The case is National Stock Exchange of India Ltd. v. Central Information Commission and Ors., LPA 315/2010, neutral citation 2026:DHC:5170-DB, decided by Justices C. Hari Shankar and Om Prakash Shukla. The original 2010 single-judge decision that the Bench affirmed was authored by then-Justice Sanjiv Khanna, who later went on to the Supreme Court.
The RTI Act only applies to a “public authority”. If a body is not a public authority, you cannot file an RTI application with it at all. So the whole dispute turned on one definition.
The NSE argued that it is a private company, incorporated under the Companies Act, and therefore outside the RTI Act. It said it was neither established by the government nor owned by it, and so citizens had no right to demand information from it.
The Division Bench rejected that argument on two independent grounds, both flowing from Section 2(h) of the RTI Act.
Either ground on its own is enough to make the NSE a public authority. The practical takeaway for an investor is simple: RTIs to the NSE are enforceable, and the exchange cannot brush them aside by calling itself a purely private company.
The definition is worth reading, because it is the reason the NSE lost. Under Section 2(h), “public authority” means any authority or body or institution of self-government established or constituted:
and includes any body owned, controlled or substantially financed, and any non-Government organisation substantially financed, directly or indirectly by funds provided by the appropriate Government.
The key phrase for the NSE was “controlled”. A body does not have to be created by the government to fall within the Act; deep regulatory control is enough.
If you have a grievance or a question that the NSE handles as part of its public role, you can now use the RTI route with confidence. Realistic examples include:
Note the limit: RTI gives you access to information the NSE holds, not a shortcut to reverse a market decision or to recover money. For that you still use the ordinary investor grievance and appellate channels.
The process is the same as for any public authority.
If you are drafting your first application, the AI RTI Drafter tool can help you frame tight, answerable questions. For the full method, read The RTI Playbook.
You are not stuck if the PIO stonewalls you.

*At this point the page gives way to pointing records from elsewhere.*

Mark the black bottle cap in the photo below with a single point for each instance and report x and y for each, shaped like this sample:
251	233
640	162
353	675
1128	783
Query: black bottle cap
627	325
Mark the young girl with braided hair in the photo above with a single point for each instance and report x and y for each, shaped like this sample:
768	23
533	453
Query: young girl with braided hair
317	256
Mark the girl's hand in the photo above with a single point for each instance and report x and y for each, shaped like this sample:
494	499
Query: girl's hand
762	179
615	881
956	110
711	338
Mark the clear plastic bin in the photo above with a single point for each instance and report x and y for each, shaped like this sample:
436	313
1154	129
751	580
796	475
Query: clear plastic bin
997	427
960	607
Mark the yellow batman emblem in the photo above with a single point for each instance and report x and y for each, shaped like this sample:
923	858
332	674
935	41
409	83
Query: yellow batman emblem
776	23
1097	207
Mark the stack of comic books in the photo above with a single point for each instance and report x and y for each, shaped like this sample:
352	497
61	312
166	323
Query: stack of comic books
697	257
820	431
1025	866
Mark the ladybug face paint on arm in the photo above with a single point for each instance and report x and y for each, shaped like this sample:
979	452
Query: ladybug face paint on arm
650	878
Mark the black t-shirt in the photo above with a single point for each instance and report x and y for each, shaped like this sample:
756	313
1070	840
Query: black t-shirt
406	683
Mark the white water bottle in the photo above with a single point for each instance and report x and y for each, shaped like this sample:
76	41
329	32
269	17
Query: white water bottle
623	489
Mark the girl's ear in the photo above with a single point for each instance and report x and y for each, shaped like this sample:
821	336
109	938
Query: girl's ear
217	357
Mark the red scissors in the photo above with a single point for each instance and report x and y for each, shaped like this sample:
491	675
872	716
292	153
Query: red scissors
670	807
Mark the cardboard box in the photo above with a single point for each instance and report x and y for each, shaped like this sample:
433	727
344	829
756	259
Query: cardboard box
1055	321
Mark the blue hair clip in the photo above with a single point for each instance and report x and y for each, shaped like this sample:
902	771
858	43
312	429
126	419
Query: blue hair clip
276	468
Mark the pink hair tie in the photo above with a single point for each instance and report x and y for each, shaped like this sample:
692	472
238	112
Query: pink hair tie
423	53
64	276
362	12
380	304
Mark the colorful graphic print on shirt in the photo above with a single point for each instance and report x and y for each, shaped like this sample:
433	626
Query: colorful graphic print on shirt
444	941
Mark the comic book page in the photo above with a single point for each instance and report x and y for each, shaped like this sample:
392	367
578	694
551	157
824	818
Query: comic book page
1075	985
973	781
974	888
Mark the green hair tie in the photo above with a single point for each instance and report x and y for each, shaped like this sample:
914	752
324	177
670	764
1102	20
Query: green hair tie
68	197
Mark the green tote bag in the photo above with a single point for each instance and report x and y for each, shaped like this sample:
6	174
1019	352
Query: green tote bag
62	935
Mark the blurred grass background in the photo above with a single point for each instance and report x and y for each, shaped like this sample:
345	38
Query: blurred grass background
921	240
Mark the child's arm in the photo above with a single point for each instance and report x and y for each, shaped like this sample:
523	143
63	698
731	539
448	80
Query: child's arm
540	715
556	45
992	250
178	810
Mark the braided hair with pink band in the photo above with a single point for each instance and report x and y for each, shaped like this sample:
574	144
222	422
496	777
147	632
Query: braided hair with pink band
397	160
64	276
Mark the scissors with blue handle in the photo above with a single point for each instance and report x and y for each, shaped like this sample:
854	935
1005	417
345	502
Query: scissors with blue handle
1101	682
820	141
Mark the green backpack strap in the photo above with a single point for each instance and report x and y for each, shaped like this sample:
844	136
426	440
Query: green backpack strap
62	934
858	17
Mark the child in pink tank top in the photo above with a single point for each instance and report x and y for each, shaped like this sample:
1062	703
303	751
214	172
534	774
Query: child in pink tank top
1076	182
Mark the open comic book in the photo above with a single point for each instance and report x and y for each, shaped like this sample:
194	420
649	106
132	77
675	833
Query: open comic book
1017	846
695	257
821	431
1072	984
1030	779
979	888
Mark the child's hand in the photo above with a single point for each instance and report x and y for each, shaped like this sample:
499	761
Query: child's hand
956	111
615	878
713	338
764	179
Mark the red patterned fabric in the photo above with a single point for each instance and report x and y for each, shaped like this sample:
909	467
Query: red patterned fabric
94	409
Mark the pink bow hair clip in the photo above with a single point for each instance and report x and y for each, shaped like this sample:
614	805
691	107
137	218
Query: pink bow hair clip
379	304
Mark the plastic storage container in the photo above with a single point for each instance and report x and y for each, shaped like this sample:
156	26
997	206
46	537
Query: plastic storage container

The NSE ruling fits a wider pattern: courts look at function and control, not just the label on the incorporation certificate. Bodies that are privately structured but heavily regulated, recognised or funded by the State have repeatedly been pulled into the RTI net. The test is whether the government owns, controls or substantially finances the body, or whether it is an institution of self-government exercising public functions. You can track how these questions play out in important RTI court decisions.
Yes. The Delhi High Court has confirmed the NSE is a public authority under the RTI Act, so you can file an RTI application with its Public Information Officer and it must be dealt with under the Act, subject to Section 8 exemptions.
No. The Division Bench dismissed the NSE's appeal and upheld a 2010 single-judge ruling by then-Justice Sanjiv Khanna. The exchange has technically been a public authority since 2010; the 2026 decision settles the appeal and closes the argument.
Because Section 2(h) of the RTI Act also covers bodies “controlled” by the government. The court found the NSE is under deep and pervasive SEBI control and can only function through mandatory recognition under the Securities Contracts (Regulation) Act, 1956, making it an institution of self-government.
Yes, but only on proper legal grounds. It can decline under Section 8 exemptions, such as trade secrets, commercial confidence with no overriding public interest, or personal information. It cannot refuse simply by claiming it is a private company.
National Stock Exchange of India Ltd. v. Central Information Commission and Ors., LPA 315/2010, neutral citation 2026:DHC:5170-DB, decided by Justices C. Hari Shankar and Om Prakash Shukla of the Delhi High Court in early July 2026.
File a first appeal to the First Appellate Authority within 30 days of the deadline. If that fails, file a second appeal before the Central Information Commission, which can direct disclosure and impose penalties on the PIO.
This guide is general information, not legal advice. Reviewed by Dr. Shrawan Kumar Pathak.